Musashi estaba encolerizado al verse tratado como un criminal, pero aún le esperaba otra sorpresa. Más abajo de la ladera había más guardias. Cuando llegaron al pueblo, el número de sus guardianes sobrepasaba el centenar.
—Vamos, vamos, no llores más. —Gonnosuke abrazó a Iori contra su pecho—. Eres un hombre, ¿no?
—Por eso precisamente lloro, porque soy un hombre. —Alzó la cabeza al cielo y gritó hasta desgañitarse.
—No han detenido a Musashi, sino que él mismo se ha entregado. —Las suaves palabras de Gonnosuke enmascaraban su honda preocupación—. Anda, vámonos ya.
—¡No! No quiero irme hasta que lo traigan de regreso.
—No tardarán en soltarle, tendrán que hacerlo. ¿Quieres que te deje aquí solo? —Gonnosuke se alejó unos pasos.
Iori no se movió. En aquel momento el perro de Baiken salió corriendo del bosque, con el hocico teñido de sangre color rojo oscuro.

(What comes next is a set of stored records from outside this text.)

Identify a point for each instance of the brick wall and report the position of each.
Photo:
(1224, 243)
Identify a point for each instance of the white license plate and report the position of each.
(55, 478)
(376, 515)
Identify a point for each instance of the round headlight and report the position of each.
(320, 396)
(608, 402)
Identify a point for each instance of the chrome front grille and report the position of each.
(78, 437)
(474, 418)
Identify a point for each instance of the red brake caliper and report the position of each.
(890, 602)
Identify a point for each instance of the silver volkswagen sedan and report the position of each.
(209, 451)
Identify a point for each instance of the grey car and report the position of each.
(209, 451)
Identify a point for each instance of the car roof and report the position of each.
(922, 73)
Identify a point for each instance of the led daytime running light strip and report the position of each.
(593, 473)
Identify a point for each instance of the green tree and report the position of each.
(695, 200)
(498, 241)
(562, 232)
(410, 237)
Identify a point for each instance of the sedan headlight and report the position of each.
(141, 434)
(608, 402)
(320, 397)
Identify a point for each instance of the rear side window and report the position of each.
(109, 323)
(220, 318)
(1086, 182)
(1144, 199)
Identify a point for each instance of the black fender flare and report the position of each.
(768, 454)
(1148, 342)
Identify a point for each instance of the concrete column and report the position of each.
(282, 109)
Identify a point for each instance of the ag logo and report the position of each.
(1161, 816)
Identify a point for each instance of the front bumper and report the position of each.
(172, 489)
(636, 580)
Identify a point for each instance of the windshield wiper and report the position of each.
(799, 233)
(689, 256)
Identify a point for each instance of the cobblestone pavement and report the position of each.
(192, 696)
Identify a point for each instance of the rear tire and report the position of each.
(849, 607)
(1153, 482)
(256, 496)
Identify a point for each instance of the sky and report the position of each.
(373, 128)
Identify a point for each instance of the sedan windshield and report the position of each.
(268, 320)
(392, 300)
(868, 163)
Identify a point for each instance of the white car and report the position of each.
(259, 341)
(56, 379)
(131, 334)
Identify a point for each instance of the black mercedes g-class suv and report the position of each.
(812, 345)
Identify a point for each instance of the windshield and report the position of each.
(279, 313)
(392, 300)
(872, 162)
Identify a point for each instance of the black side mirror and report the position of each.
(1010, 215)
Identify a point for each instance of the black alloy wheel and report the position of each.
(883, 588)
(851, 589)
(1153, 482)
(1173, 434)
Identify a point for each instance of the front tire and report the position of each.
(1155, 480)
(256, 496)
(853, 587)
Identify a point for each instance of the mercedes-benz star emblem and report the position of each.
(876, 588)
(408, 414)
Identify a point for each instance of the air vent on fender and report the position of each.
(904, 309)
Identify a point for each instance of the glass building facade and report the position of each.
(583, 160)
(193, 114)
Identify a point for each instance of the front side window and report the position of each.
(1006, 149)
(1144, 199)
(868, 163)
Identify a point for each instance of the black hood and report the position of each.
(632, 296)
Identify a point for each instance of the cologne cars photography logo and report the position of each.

—¡Socorro! —gritó Iori, corriendo al lado de Gonnosuke.
—Estás muy cansado, ¿verdad? ¿Quieres que te lleve a cuestas?
Iori, complacido, le dio las gracias, trepó a la espalda ofrecida y rodeó con sus brazos los anchos hombros de Gonnosuke.
La noche anterior había finalizado el festival y los visitantes se habían ido. Una brisa suave acarreaba fragmentos de envoltorios de bambú y trozos de papel por las calles desiertas.
Al llegar a la casa de té Oinu, Gonnosuke echó un vistazo al interior y siguió adelante, procurando pasar desapercibido. Pero Iori exclamó:
—¡Ahí está la mujer que huyó!
—Imagino que es aquí donde debería estar —replicó su compañero, el cual se detuvo entonces y se preguntó en voz alta—: Si los guardias se han llevado a Musashi, ¿por qué no la han detenido a ella también?
Cuando Okō vio a Gonnosuke, sus ojos ardieron de ira.
Al ver que estaba recogiendo apresuradamente sus pertenencias, Gonnosuke se echó a reír.
—¿Te vas de viaje? —le preguntó.
—No es asunto tuyo. No creas que no te conozco, bribón entrometido. ¡Has matado a mi marido!
—Vosotros mismos os lo habéis buscado.
—Uno de estos días me desquitaré.
—¡Mujer del diablo! —gritó Iori por encima de la cabeza de Gonnosuke.
Okō se retiró a la habitación del fondo, riendo desdeñosamente.
—Ya podéis ir diciendo cosas malas de mí cuando sois los ladrones que han desvalijado la casa del tesoro.
—¿Qué dices? —Gonnosuke e Iori se deslizaron al suelo y entraron en la casa de té—. ¿Por qué nos llamas ladrones?
—No podéis engañarme.
—Repite eso y...
—¡Ladrones!
Gonnosuke la cogió del brazo y en aquel momento ella se volvió e intentó atacarle con una daga. El joven no se molestó en usar su bastón, le arrebató la daga de la mano y dio a la mujer un empujón que la hizo salir por la puerta y quedar espatarrada en el suelo.
Okō se puso en pie y gritó:
—¡Socorro! ¡Ladrones! Me están atacando.
Gonnosuke apuntó y lanzó la daga. El arma alcanzó a la mujer en la espalda y la punta le salió por el pecho. Okō cayó de bruces al suelo.
Como salido de la nada, Kuro saltó sobre el cuerpo, lamió ávidamente la sangre y luego alzó la cabeza y se puso a aullar.